P.gingivalis biofilm formation is a multistep process. Live bacterial cells adhere on the culture surface using fimbriae before developing into a complex biofilm containing nutrients and microorganism. The biofilm inhibition test allows for evaluating the efficiency of the herbal toothpaste against P.gingivalis adhesion. Our results indicated that the herbal toothpaste was more efficient in inhibiting P.gingivalis biofilm formation compared with 0.12% chlorhexidine, which is the antiseptic of choice broadly recommended for dental use. However, chlorhexidine is reported to kill P.gingivalis in the planktonic form better than in the biofilm, and its mechanism is to eradicate the bacteria before the biofilm is established [25].

P.gingivalis in the biofilm form is more virulent because bacterial genetic mutation occurs up to 18% after biofilm formation resulting in therapeutic resistance [26]. Various antibiotics and antiseptics are inadequate to kill P.gingivalis in the biolfilm.
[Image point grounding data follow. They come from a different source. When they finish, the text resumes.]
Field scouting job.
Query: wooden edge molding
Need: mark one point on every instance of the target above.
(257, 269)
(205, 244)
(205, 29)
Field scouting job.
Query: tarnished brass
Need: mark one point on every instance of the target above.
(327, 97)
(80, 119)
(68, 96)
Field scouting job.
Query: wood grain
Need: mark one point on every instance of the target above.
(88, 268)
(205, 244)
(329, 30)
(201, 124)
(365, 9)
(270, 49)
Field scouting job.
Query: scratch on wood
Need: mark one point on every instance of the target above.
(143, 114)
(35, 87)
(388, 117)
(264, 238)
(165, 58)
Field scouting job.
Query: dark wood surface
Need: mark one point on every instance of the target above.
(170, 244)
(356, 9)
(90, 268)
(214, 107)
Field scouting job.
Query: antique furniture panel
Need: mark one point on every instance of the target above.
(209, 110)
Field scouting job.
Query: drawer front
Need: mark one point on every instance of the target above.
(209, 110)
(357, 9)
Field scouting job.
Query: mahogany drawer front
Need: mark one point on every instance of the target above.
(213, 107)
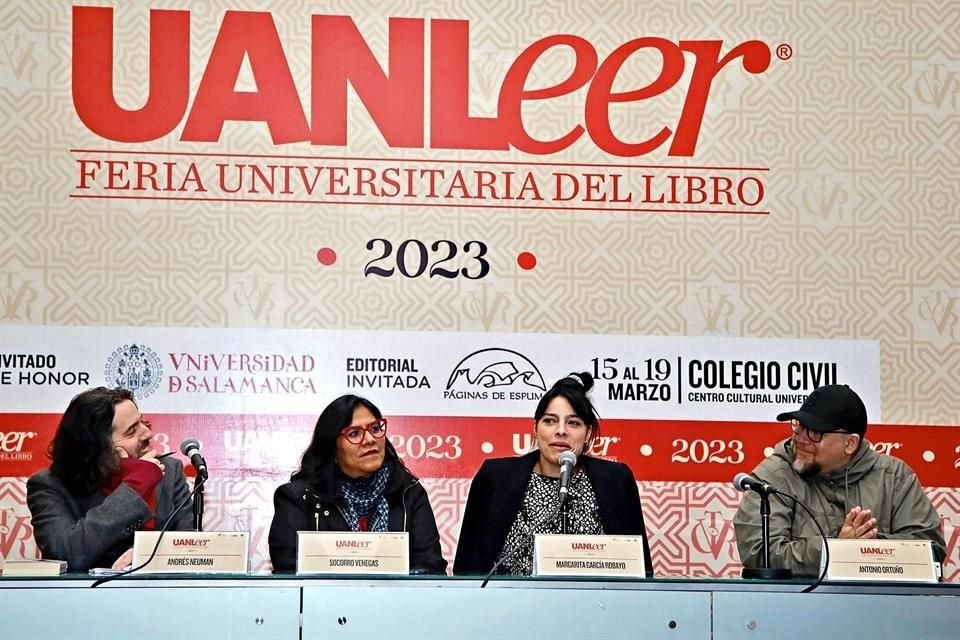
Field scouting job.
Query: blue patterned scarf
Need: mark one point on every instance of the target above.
(364, 497)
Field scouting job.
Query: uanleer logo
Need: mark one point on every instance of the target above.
(876, 551)
(587, 546)
(353, 544)
(190, 542)
(11, 445)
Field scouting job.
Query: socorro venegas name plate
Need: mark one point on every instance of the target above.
(577, 555)
(324, 552)
(192, 551)
(881, 560)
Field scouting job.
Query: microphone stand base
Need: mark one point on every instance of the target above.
(765, 573)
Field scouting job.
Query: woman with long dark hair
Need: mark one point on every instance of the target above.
(351, 479)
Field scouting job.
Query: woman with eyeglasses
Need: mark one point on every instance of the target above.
(351, 479)
(512, 499)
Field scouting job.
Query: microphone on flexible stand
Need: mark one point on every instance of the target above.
(191, 448)
(197, 490)
(568, 460)
(746, 482)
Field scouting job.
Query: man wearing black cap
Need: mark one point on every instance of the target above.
(855, 491)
Chlorhexidine partly destroys bacteria in the biofilm, and the remainig bacteria can survive using carbohydrates and proteins to expand the biofilm mass [27]. Therefore, sodium hypochlorite was also used in our biofilm susceptibility test as a standard agent that has been well documented to kill bacterial residing in the biofilm [28]. However, sodium hypochlorite is highly toxic to oral mucosal cells and gingival cells, which is why there is no daily oral care product containing sodium hypochlorite. Our results were in agreement that sodium hypochlorite demonstrated greater antibacterial efficiency than chlorhexidine. The herbal toothpaste slurry showed a high ability to kill P.gingivalis in the biofilm, which was similar to sodium hypochlorite.
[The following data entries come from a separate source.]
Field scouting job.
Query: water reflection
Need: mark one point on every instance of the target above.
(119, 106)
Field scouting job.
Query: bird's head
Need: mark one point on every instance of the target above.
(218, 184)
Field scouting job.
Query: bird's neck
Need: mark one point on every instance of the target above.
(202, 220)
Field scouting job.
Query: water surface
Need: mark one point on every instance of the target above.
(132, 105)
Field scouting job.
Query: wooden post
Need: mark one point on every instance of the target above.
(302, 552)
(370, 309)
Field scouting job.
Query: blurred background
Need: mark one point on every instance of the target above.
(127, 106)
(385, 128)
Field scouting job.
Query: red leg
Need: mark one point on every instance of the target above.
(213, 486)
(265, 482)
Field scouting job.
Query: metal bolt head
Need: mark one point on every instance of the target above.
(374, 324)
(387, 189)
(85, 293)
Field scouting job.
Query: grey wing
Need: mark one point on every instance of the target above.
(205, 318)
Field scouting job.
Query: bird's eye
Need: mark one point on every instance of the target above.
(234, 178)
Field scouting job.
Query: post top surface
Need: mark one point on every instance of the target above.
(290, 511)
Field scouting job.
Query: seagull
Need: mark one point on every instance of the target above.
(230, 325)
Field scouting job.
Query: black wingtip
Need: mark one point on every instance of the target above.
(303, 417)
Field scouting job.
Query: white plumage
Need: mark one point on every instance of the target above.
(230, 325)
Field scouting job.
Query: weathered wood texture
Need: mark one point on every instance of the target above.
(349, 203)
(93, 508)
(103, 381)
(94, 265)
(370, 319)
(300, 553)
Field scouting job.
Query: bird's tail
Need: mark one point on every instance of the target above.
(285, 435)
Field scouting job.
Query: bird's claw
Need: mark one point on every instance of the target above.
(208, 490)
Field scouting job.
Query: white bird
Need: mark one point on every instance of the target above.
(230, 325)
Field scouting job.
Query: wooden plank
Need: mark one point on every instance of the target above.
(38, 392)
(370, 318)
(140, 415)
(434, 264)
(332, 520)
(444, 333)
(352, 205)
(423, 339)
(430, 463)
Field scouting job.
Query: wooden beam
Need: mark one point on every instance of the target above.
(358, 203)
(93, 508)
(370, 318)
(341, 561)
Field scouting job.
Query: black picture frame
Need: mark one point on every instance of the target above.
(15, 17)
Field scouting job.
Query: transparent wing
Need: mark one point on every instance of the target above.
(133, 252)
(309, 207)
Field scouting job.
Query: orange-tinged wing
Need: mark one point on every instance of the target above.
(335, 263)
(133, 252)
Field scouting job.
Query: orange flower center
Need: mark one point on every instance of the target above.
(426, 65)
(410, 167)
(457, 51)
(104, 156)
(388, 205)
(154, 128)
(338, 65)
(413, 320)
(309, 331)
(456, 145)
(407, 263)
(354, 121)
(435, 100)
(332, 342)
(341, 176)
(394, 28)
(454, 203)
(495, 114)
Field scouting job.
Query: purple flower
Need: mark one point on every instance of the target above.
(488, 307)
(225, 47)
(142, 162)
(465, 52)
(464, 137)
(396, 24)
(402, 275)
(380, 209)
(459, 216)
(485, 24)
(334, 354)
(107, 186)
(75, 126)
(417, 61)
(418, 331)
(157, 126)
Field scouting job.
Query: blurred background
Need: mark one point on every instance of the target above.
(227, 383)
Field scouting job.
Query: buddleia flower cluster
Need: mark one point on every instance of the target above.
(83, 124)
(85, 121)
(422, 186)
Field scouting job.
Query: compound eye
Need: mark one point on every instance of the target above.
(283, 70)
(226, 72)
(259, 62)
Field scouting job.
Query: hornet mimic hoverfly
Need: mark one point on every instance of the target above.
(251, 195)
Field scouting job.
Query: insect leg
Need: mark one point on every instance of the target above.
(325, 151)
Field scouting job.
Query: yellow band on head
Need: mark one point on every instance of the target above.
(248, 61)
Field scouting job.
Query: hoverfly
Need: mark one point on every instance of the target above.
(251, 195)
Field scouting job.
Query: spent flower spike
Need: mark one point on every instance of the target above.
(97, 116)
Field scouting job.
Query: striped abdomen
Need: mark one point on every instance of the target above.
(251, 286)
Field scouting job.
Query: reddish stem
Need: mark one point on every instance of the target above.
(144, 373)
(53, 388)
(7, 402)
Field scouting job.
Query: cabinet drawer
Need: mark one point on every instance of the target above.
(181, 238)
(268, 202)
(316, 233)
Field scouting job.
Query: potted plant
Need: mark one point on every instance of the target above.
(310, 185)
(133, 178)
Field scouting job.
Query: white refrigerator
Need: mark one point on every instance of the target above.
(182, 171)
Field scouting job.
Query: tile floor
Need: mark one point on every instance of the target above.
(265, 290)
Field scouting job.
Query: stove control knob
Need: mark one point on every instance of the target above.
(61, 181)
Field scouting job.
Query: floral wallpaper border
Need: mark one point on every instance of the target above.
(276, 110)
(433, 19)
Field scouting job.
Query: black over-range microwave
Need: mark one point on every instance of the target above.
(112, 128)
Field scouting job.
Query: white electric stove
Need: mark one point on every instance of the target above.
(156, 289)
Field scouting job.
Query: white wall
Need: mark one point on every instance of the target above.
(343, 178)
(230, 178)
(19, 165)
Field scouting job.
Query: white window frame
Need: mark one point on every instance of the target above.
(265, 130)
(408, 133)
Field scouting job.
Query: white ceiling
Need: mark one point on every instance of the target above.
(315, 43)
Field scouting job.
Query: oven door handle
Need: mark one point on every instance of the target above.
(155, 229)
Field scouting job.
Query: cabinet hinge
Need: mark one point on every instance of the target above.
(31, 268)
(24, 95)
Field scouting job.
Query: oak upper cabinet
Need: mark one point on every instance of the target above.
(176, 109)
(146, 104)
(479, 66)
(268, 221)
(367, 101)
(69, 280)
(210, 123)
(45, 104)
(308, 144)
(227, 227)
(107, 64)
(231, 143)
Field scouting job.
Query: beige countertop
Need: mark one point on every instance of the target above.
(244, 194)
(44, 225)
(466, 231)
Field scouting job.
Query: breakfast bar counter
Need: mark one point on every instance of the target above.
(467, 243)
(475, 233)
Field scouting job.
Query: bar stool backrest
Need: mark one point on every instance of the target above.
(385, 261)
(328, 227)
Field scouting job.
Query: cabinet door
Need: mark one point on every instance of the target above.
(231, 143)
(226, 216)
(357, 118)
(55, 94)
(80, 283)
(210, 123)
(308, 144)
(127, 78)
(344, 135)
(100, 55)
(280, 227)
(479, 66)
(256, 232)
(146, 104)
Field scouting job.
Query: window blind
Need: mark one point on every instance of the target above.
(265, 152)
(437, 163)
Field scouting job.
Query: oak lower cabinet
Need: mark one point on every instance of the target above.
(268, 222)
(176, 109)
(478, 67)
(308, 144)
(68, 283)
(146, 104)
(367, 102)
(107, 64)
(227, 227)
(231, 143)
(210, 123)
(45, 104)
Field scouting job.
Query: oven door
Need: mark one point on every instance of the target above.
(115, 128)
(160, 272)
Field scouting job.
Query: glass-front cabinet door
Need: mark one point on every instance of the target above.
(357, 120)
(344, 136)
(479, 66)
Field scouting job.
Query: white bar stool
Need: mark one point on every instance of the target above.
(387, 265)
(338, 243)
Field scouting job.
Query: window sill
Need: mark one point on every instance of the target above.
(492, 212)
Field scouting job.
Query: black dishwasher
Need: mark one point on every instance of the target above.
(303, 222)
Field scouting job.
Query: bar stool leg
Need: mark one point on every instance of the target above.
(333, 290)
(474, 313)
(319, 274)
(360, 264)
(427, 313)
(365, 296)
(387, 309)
These results indicate that the use of the herbal toothpaste might have equal or superior efficiency compared with chlorhexidine in preventing and treating periodontal disease. A toothpaste with that has both an antibacterial effect and promotes wound healing promotion is an alternative choice for oral care that can provide oral health benefits for periodontal tissue and caries prevention.

A limitation of the present study is that it was performed in vitro using only an individual bacteria strain, which is unlike the actual complex biofilm in the oral cavity. Moreover, the wound healing assay evaluated the cell migration of a cell monolayer and did not involve the immune response in the oral cavity. Additional studies should be performed to confirm the clinical effectiveness of the herbal toothpaste.

Conclusion

This in vitro study revealed that the herbal toothpaste containing A.vera increased cell migration and inhibited P. gingivalis biofilm formation. An in vivo study is necessary before this toothpaste can be widely used in patients.